PORTER RUNS THE VICKSBURG BATTERIES.

Grant’s Vicksburg campaign officially began on March 29, 1863, when he ordered McClernand’s Corps to open a road for the army from Milliken’s Bend to the river below the city. Considerable work had been done previously when it was contemplated that a canal from Duckport to the river below Vicksburg might offer passage to the fleet. Falling waters had finally defeated this plan and, during April, McClernand’s engineers labored to bridge streams, corduroy roads, and build flatboats to cross areas still covered by flood waters. During that month also, elements of the Army of the Tennessee accomplished the 70-mile march and assembled at a small hamlet appropriately named, Hard Times, in view of Grant’s unpleasant bayou experiences. Here they were across the river from the Confederate stronghold of Grand Gulf, 25 miles below Vicksburg.

Adm. David Dixon Porter, commanding the Union naval operations on the inland waters. Courtesy National Archives.

Porter’s gunboats running the Vicksburg batteries on the night of April 16, 1863. From a wartime sketch.

This remarkable wartime photograph, taken by a Confederate Secret Service agent, shows Grierson’s cavalrymen near the end of their 600-mile raid behind the Confederate lines. From Photographic History of the Civil War.

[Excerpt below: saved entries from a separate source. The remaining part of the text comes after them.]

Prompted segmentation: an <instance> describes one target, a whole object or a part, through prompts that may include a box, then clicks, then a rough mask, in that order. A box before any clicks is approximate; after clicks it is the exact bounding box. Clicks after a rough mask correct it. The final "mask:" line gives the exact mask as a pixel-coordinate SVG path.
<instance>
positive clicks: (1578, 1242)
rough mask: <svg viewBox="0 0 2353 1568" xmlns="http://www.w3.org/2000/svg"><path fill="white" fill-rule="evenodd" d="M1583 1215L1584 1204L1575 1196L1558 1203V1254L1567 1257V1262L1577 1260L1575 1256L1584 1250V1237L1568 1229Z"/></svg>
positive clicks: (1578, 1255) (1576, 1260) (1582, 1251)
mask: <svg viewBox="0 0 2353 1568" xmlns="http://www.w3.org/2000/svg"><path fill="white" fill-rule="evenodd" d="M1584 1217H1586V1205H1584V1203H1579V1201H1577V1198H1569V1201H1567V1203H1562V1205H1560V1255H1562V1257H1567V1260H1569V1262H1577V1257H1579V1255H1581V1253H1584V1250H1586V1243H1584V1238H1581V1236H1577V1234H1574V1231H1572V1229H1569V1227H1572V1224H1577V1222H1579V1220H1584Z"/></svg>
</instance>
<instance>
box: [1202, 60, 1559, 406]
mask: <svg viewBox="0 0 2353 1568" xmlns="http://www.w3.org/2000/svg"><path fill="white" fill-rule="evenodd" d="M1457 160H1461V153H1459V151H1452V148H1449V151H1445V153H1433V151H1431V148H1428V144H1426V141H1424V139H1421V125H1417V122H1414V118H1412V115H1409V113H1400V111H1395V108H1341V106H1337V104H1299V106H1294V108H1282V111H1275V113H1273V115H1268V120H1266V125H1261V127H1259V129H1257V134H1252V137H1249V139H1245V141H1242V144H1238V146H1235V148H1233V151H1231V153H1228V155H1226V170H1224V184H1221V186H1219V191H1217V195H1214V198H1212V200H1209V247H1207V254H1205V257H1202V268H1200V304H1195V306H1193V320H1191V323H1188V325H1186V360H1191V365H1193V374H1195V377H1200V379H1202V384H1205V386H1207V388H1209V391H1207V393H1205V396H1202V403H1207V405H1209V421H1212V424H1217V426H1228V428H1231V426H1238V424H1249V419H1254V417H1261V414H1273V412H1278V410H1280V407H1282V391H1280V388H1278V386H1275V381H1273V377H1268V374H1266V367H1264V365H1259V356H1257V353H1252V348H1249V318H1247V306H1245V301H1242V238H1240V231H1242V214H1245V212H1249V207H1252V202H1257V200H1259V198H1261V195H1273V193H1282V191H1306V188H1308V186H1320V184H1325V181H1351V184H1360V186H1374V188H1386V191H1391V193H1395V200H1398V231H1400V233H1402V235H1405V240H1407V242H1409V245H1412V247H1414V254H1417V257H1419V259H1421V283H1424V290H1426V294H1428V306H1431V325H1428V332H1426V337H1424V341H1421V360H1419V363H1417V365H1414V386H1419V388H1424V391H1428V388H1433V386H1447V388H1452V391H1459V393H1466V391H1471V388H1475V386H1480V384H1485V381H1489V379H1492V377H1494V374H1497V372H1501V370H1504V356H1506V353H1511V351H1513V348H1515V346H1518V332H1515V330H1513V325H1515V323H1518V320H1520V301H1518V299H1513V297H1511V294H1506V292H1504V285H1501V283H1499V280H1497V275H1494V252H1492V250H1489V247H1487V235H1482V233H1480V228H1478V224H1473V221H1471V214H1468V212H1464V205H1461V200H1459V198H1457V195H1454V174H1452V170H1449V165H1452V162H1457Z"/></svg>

To ferry the Union Army across the Mississippi, it was necessary for Porter’s fleet, in anchorage north of Vicksburg, to run the batteries and rendezvous with Grant below. While naval craft singly and in groups had, on occasion, passed these batteries successfully before, it was still a formidable undertaking for which careful preparation was required. As protection against shellfire, each vessel had its port side, which would face the Vicksburg guns in passage, piled high with bales of cotton, hay, and grain. Coal barges were lashed alongside as an additional defense.

Shortly before midnight, April 16, Confederate pickets in skiffs at the bend of the river above Vicksburg saw the muffled fleet bearing down upon them and quickly gave the alarm. Tar barrels along the bank were ignited and buildings in the small village of De Soto across the river were set afire. The blinding light of a great flare helped illuminate the river and outline the fleet for the Confederate gunners. Tier upon tier of the river batteries thundered down on the Union vessels. In return, these boats delivered their broadsides into the city as they passed so close that the clatter of bricks from falling buildings could be heard on board.

Through this “magnificent, but terrible” spectacle—one of the most fearful pageants of the war—steamed the fleet in single file. “Their heavy shot walked right through us,” related Porter. Every one of the 12 boats was hit repeatedly. Many went out of control and revolved slowly with the current. Despite the furious bombardment, only one craft was sunk; within a few days damages were repaired and the fleet joined the army at the village of Hard Times. Because of the difficulty of supplying the army by wagon train over the wretched road from Milliken’s Bend, 6 transports and 12 barges loaded with supplies ran the batteries a few nights later with the loss of 1 transport and 6 barges.